Well, in the same vein, I can also say that there are a number of events are likely to occur. For example, while EMU sounds or looks delicious, it may not fly and is likely to get fried! What would this do the pog? Mind you, the highly perspicacious Brits do not want to be among the initial participants in EMU and you can bet they have excellent reasons for staying out. They know history only too well!

Furthermore, don't forget it is possible that parts of the Middle East might evaporate or be transformed into carbon and carbon dioxide, among other things, in the not too distant future. What do you think will happen to the price of gold then? I don't know the answer. But I believe, if history is any guide, it may well go up and up.

It is interesting to note that whereas Nostradamus had foretold that doom and disaster await mankind at the tail end of this century, Ralph Ocampora yesterday said that the bull market is still intact and a DOW runup to 8750 this year and to 10,000 next year will happen.
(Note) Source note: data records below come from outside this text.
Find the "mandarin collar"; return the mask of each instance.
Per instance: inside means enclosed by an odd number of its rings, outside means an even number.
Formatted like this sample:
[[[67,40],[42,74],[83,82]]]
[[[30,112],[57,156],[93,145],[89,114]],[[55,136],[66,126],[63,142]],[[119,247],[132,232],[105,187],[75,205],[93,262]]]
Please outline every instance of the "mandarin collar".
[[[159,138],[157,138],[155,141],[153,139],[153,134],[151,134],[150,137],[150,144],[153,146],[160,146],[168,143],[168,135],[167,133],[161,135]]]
Then a terrible crash will follow in short order.



To: Mark Adams who wrote (151)11/22/1997 8:22:00 PM
From: Eashoa' M'sheekha  Respond to of 1756
 
It Is A Valid Argument Mark.

And one all gold related investors should be aware of.It is this
exact position that has recieved much attention.Too much attention,
and too much one sidedness in the mainstream:read " financial "
publications to not question it.

You will notice that these exerpts are from " financial discussion
papers ".The Swiss anouncement was from a " group of experts ".All
or most of the highly puplicized " Gold Is Dead " information is
infact supported by studies and discussions initiated by respective
governments.Fine by me.But the underlying reality is action speaks
louder than words,and untill we get more real evidence of action,
words are just that.What has happened looking at today's gold price
and sentiment has become obvious to those who don't absorb the
" programming " as easily as some would like to think.The hedge funds
have capitalized heavily on this well manufactored media/economist/
mainstream lemming thinking onslaught,yet there is only minor evidence
that any gold has actually moved out of the vaults and off the soil
of said countries.Have you seen to date a mainstream publication
willing to publish these " minor details ".Nope!

The Economist states.." In recent years, governments in Belgium, the Netherlands, Canada and Australia have sold big chunks of their gold."

Sorry,Canada has had program in place for many many years where it has
been selling it's gold slowly as to not disrupt the market.The Euro's
sold for no other reason than to get their books " right " for the
ECU.The Aussies,I'm afraid were the real twerps here and they are and
will pay the price for along time to come.As was mentioned here,some
countries are fortunate enough to have an abudant supply in situ which
gives them leverage to dispose knowing gold in the ground is the
safest place it could possibly be,and " readily " available,if you
know what I mean.BTW:I can assume the Canadian initiative was just
another attempt to undo the thoughtless spending by a real winner
who now sits on the board of Barrick Gold.Our dept.increased from
40 to 500 billion dollars in less than 20 years.We will pay for this
for many many decades to come.The tax burden is enormous and inhibits
our ability to compete globally,along with the many trade barriers
by our APEC " friends ".

Anyway,not to intirely denigrate The Economist,as all information is
good,it should always be noted what the bankers and their ilk are
thinking.I do however feel if the banks get into the gold mining
business,they will surely f*ck things up a lot worse than they are
now.When you begin to believe the banks are doing what is in your
best interest,it's time to run for the hills boys and girls.